Crucially, predicting which changes to the source invalidate which
derived data requires language specific knowledge. Changing the text
of foo.rs might affect syntax highlighting in bar.rs (as syntax highlighting is affected by types).
In LSP, highlighting and such are requests. This means that either
the client is incorrect and shows stale highlighting results, or it
conservatively re-queries all highlighting results after every
change, wasting the CPU, and still showing stale results
sometimes, when an update happens outside of the client (eg, when
cargo finished downloading external crates).
The Dart model is more flexible, performant and elegant. Instead of
highlighting being a request, it is a subscription.

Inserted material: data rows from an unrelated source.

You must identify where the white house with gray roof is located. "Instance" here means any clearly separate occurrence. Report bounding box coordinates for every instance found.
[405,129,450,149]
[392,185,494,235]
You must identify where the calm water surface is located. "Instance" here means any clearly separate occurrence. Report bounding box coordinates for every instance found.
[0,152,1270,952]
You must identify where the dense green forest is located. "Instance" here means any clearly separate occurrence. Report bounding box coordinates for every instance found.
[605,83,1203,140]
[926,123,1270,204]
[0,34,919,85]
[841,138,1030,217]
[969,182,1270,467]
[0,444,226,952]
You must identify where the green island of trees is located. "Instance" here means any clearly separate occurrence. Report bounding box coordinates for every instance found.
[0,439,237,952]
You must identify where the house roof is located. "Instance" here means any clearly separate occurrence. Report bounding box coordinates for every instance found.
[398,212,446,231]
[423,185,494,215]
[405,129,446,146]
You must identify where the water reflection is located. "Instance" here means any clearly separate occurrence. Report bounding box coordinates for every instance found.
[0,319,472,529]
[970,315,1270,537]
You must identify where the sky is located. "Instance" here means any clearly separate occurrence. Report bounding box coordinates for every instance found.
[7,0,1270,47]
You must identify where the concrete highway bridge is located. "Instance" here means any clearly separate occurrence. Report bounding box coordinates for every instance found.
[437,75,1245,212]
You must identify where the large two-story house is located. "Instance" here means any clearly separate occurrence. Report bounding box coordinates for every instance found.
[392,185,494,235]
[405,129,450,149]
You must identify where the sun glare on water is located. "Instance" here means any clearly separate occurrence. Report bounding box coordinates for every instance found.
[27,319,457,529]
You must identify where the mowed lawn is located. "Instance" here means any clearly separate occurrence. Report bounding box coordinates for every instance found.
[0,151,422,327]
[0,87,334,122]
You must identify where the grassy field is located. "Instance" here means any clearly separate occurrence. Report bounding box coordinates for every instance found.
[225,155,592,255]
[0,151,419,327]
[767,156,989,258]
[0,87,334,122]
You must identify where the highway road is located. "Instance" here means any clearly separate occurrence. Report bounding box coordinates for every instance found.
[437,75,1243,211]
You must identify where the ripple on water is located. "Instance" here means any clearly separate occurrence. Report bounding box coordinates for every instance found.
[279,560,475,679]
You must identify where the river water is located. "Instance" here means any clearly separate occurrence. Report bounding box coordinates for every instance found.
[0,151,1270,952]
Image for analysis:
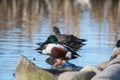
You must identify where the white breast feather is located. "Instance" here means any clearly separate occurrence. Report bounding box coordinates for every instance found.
[45,44,65,54]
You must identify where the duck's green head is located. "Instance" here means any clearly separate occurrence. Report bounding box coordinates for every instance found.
[47,35,58,43]
[41,35,58,46]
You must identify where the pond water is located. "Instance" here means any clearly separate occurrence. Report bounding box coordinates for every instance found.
[0,0,120,80]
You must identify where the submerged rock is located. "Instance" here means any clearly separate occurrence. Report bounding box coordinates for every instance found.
[15,56,55,80]
[58,66,99,80]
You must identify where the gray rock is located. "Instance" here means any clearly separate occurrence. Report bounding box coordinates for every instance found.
[92,55,120,80]
[96,61,109,71]
[15,56,55,80]
[58,65,96,80]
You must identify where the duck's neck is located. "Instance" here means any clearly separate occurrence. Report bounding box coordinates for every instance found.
[55,29,61,36]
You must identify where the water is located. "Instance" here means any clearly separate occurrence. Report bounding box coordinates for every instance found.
[0,0,120,80]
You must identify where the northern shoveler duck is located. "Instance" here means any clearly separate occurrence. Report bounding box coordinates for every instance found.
[36,35,80,66]
[110,40,120,61]
[53,26,87,50]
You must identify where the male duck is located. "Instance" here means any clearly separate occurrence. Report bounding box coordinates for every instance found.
[53,26,87,50]
[36,35,80,66]
[110,40,120,61]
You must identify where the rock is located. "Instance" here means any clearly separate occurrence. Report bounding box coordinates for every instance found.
[15,56,55,80]
[96,61,109,71]
[92,55,120,80]
[58,67,96,80]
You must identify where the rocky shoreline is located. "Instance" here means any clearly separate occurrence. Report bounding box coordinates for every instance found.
[15,56,120,80]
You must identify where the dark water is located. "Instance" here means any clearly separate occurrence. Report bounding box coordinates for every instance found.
[0,0,120,80]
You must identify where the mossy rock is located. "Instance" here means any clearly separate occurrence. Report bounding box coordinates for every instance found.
[15,56,55,80]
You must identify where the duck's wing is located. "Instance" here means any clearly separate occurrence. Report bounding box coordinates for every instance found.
[36,45,46,54]
[59,42,80,56]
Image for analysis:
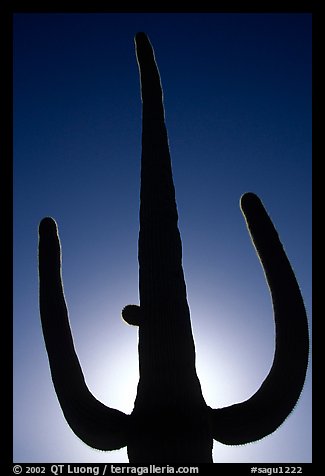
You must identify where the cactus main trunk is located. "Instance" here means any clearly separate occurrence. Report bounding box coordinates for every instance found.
[128,33,213,463]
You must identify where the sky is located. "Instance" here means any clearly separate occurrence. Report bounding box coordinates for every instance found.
[13,13,312,463]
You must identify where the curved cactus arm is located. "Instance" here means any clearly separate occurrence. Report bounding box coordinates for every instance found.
[39,218,128,450]
[210,193,309,445]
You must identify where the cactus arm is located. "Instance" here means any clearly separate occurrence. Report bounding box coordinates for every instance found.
[39,218,128,450]
[210,193,309,445]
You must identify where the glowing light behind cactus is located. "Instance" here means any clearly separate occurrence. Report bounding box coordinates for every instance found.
[14,14,311,462]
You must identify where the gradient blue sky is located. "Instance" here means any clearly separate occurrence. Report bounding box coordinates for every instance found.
[13,13,311,463]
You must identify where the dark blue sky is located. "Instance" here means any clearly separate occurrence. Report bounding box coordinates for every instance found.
[13,13,311,462]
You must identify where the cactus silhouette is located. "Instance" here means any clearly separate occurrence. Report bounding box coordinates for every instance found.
[39,33,309,464]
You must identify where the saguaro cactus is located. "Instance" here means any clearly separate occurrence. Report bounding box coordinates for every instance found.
[39,33,308,464]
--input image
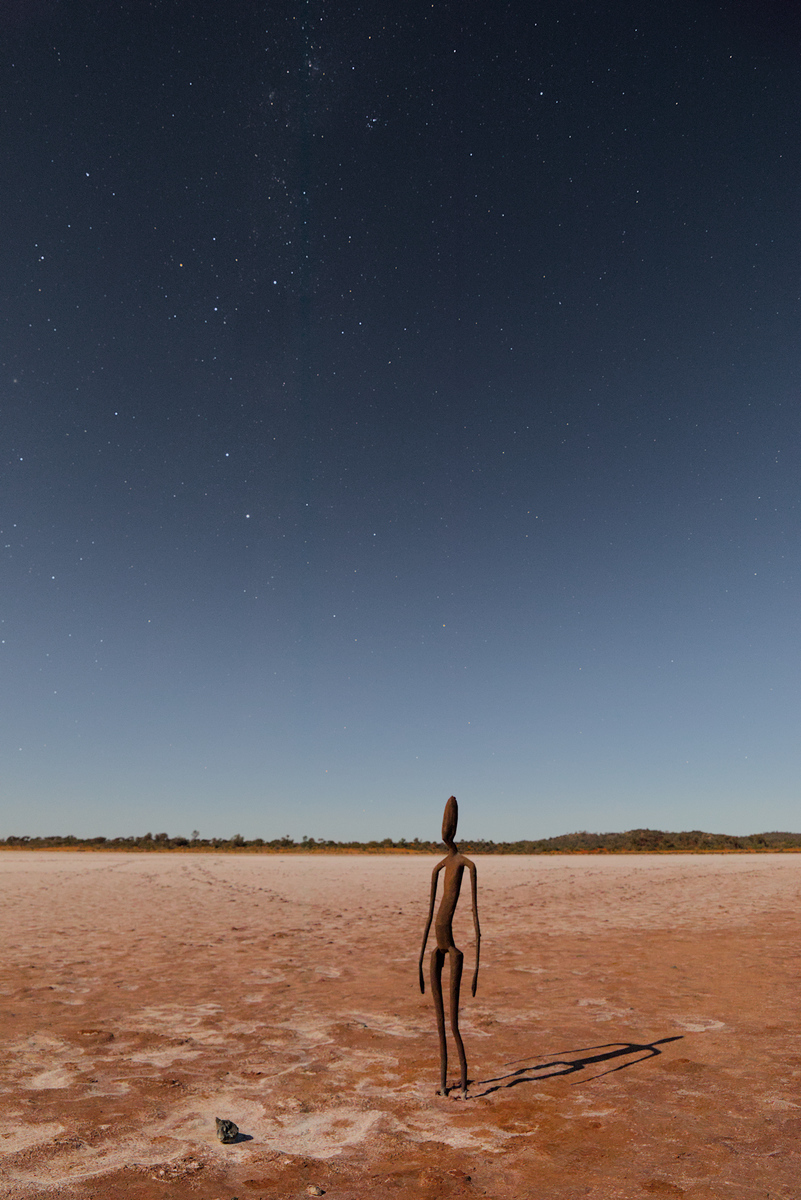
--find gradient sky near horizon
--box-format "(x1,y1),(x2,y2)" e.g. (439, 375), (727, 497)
(0, 0), (801, 840)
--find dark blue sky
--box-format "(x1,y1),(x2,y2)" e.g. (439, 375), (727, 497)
(0, 0), (801, 839)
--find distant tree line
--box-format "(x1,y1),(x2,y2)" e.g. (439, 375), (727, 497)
(0, 829), (801, 854)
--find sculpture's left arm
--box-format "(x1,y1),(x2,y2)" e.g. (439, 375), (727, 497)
(470, 863), (481, 996)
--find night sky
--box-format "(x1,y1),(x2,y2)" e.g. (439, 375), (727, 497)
(0, 0), (801, 840)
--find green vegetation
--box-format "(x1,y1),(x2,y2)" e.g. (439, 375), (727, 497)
(0, 829), (801, 854)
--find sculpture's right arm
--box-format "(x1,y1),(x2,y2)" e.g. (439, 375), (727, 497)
(417, 863), (442, 995)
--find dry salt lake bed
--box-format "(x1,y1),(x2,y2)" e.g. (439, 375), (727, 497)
(0, 851), (801, 1200)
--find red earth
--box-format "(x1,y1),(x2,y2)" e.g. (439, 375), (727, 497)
(0, 851), (801, 1200)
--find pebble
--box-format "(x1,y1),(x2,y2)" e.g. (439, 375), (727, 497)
(215, 1117), (239, 1146)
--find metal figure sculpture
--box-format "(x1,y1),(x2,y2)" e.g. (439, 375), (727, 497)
(418, 796), (481, 1099)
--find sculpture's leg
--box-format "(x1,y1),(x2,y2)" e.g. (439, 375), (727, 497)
(430, 949), (447, 1096)
(448, 946), (468, 1099)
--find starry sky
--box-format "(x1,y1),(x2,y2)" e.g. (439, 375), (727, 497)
(0, 0), (801, 840)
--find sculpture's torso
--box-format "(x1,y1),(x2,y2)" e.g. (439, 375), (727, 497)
(434, 853), (466, 950)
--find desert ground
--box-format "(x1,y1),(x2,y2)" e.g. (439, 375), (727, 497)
(0, 851), (801, 1200)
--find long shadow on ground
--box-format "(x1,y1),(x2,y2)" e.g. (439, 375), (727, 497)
(472, 1033), (683, 1097)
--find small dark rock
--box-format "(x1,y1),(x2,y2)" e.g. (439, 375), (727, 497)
(215, 1117), (239, 1146)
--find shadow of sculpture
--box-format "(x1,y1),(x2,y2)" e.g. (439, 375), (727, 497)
(472, 1033), (683, 1097)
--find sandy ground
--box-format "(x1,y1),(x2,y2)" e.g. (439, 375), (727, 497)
(0, 852), (801, 1200)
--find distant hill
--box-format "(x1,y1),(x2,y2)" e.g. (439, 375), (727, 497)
(0, 829), (801, 854)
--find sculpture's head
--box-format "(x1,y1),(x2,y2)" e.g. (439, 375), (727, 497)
(442, 796), (459, 846)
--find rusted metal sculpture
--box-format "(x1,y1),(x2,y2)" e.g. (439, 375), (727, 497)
(420, 796), (481, 1099)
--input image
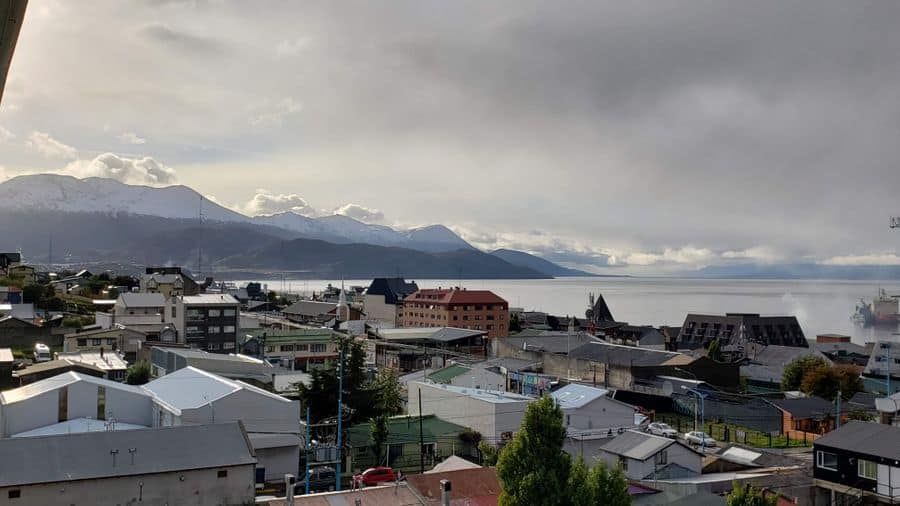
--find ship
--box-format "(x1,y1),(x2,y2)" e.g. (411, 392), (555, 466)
(853, 289), (900, 326)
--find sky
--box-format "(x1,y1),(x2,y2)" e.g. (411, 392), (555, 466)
(0, 0), (900, 272)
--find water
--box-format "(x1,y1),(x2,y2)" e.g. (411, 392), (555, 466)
(229, 278), (900, 344)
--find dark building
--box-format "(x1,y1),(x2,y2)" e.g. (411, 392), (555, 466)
(813, 421), (900, 505)
(676, 313), (809, 351)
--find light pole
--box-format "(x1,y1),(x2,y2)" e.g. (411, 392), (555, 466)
(681, 385), (708, 453)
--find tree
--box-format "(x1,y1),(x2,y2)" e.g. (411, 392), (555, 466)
(590, 462), (631, 506)
(125, 360), (150, 385)
(725, 483), (778, 506)
(497, 397), (570, 506)
(369, 415), (388, 464)
(781, 355), (828, 391)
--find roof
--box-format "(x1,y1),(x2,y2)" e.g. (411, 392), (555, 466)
(10, 418), (147, 437)
(407, 381), (535, 404)
(404, 288), (507, 304)
(814, 421), (900, 460)
(569, 341), (693, 367)
(0, 371), (149, 404)
(119, 292), (166, 307)
(366, 278), (419, 305)
(600, 430), (680, 460)
(428, 364), (472, 383)
(406, 467), (500, 506)
(178, 293), (240, 305)
(769, 397), (835, 419)
(550, 383), (609, 409)
(0, 422), (256, 487)
(143, 366), (291, 410)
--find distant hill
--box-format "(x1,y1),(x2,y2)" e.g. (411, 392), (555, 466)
(491, 249), (596, 278)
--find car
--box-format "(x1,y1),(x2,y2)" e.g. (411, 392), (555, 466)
(647, 422), (678, 438)
(294, 467), (336, 494)
(684, 430), (717, 447)
(353, 466), (397, 487)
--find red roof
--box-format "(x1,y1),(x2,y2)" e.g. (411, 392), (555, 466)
(404, 288), (507, 304)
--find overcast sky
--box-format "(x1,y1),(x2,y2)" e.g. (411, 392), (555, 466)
(0, 0), (900, 270)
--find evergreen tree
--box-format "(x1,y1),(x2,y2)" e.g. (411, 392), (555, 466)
(497, 397), (570, 506)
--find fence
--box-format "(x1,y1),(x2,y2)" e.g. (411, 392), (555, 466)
(655, 413), (817, 448)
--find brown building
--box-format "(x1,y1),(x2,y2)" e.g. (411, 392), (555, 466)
(400, 288), (509, 338)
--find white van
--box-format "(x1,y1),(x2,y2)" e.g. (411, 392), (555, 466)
(34, 343), (53, 362)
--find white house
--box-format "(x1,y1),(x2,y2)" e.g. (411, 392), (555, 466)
(0, 423), (256, 505)
(407, 381), (534, 444)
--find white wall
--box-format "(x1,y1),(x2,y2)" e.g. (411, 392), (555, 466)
(0, 465), (255, 506)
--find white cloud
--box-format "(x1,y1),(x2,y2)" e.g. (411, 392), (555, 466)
(334, 204), (384, 223)
(25, 132), (78, 159)
(58, 153), (176, 186)
(819, 253), (900, 266)
(250, 97), (303, 126)
(118, 132), (147, 144)
(243, 188), (317, 216)
(0, 126), (16, 142)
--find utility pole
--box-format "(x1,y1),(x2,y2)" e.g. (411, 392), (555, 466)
(419, 388), (425, 474)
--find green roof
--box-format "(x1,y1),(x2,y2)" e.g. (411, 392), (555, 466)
(347, 415), (466, 446)
(428, 364), (472, 383)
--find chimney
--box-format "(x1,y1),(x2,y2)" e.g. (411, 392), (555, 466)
(441, 480), (452, 506)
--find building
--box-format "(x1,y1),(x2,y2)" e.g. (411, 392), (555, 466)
(165, 293), (241, 353)
(0, 423), (256, 505)
(400, 288), (509, 338)
(675, 313), (809, 350)
(407, 381), (534, 444)
(585, 430), (703, 480)
(813, 421), (900, 505)
(363, 278), (419, 325)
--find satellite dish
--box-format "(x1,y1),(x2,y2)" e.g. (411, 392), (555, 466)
(663, 380), (675, 397)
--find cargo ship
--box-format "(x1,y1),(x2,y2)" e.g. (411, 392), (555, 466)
(853, 289), (900, 326)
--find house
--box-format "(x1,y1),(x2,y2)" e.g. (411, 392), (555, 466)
(769, 397), (846, 440)
(345, 415), (477, 474)
(142, 366), (302, 483)
(407, 381), (534, 444)
(399, 288), (509, 338)
(813, 421), (900, 504)
(164, 293), (241, 353)
(0, 423), (256, 505)
(676, 313), (809, 350)
(363, 278), (419, 325)
(585, 430), (703, 480)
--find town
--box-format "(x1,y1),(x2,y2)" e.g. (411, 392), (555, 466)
(0, 253), (900, 505)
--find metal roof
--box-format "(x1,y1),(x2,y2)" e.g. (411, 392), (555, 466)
(0, 422), (256, 487)
(550, 383), (609, 409)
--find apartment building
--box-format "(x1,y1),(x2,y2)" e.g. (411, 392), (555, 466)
(400, 288), (509, 338)
(165, 293), (241, 353)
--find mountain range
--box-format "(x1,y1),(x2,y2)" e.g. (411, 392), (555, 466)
(0, 174), (590, 279)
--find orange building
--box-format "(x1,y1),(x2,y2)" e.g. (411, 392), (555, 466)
(399, 288), (509, 337)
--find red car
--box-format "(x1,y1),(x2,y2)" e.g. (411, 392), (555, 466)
(353, 466), (397, 487)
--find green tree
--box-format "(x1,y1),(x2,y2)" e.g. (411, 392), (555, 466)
(590, 462), (631, 506)
(497, 397), (570, 506)
(725, 482), (778, 506)
(566, 455), (605, 506)
(781, 355), (828, 391)
(125, 360), (150, 385)
(369, 415), (388, 464)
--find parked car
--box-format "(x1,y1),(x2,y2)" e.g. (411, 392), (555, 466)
(353, 466), (397, 487)
(294, 467), (335, 494)
(647, 422), (678, 438)
(684, 430), (717, 446)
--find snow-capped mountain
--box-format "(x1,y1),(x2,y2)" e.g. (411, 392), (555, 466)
(0, 174), (473, 252)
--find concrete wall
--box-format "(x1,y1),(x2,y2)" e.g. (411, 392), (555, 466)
(0, 465), (255, 506)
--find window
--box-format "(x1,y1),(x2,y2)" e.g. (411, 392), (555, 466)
(816, 451), (837, 471)
(856, 459), (878, 480)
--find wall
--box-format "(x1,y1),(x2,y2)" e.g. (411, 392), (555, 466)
(0, 465), (255, 506)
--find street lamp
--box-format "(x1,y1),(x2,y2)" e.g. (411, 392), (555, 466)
(681, 385), (708, 453)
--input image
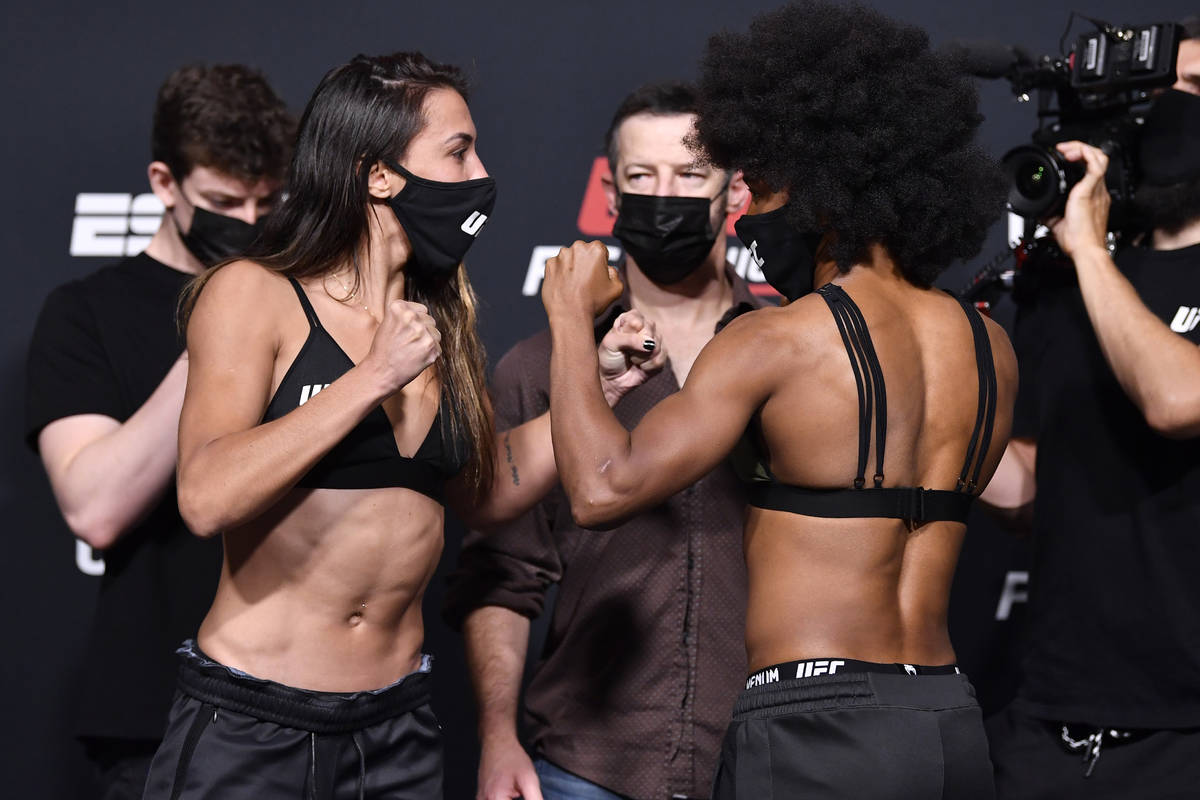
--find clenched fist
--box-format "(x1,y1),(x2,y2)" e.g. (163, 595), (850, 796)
(596, 311), (667, 407)
(362, 300), (442, 395)
(541, 241), (623, 319)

The
client subscribes to syntax highlighting of particular files, the
server notifies the client whenever highlights for the selected
files change. That is, two pieces of state are synchronized between
the client and the server:
The set of files the client is subscribed to
The actual state of syntax highlighting for these files.
The former is synchronized by sending the whole “current set” of
files in a request, whenever the set changes. The latter is
synchronized by sending incremental updates.
Subscriptions are granular both in terms of the file set, as well as
in terms of features. The client might subscribe for errors in the
whole project, and for highlights in the currently opened documents
only.
Subscriptions are implemented in terms of RPC, but they are an
overarching organizational pattern followed by the majority of the
requests. LSP doesn’t have an equivalent, and has real bugs with
outdated information shown to the user.
I don’t think Dart goes as far as possible here. JetBrains Rider, if
I understand correctly, does something smarter:
I think the idea behind the rider protocol is that you directly
define the state you want to synchronize between the client and the
server as state. The protocol then manages “magic” synchronization
of the state by sending minimal diffs.
In this refactoring, the user selects a function declaration, then
rearranges parameters in some way (reorders, removes, adds, renames,
changes types, whatever), and then the IDE fixes all call-sites.
The thing that makes this refactor complex is that it is interactive
— it’s not an atomic request “rename foo to bar”, it’s a dialog between the IDE and the user. There are
many parameters that the user tweaks based on the analysis of the
original code and the already specified aspects of the refactoring.
LSP doesn’t support this workflows. Dart somewhat supports them,
though each refactoring gets to use custom messages (that is,
there’s quite good overall protocol for multistep refactorings, but
each refactoring essentially sends any over the wire,
and the IDE on the other side hard-codes specific GUIs for specific
refactorings). This per-refactoring work is not nice, but it is much
better than not having these complex refactorings at all.
A small one to conclude. Significant chunk of conceptual LSP
complexity comes from support for dynamic registration of
capabilities. I don’t understand why that features is there,
rust-analyzer uses dynamic registration only for specifying which
files should be watched. And that would be much simpler if it used a
plain request (or a subscription mechanism).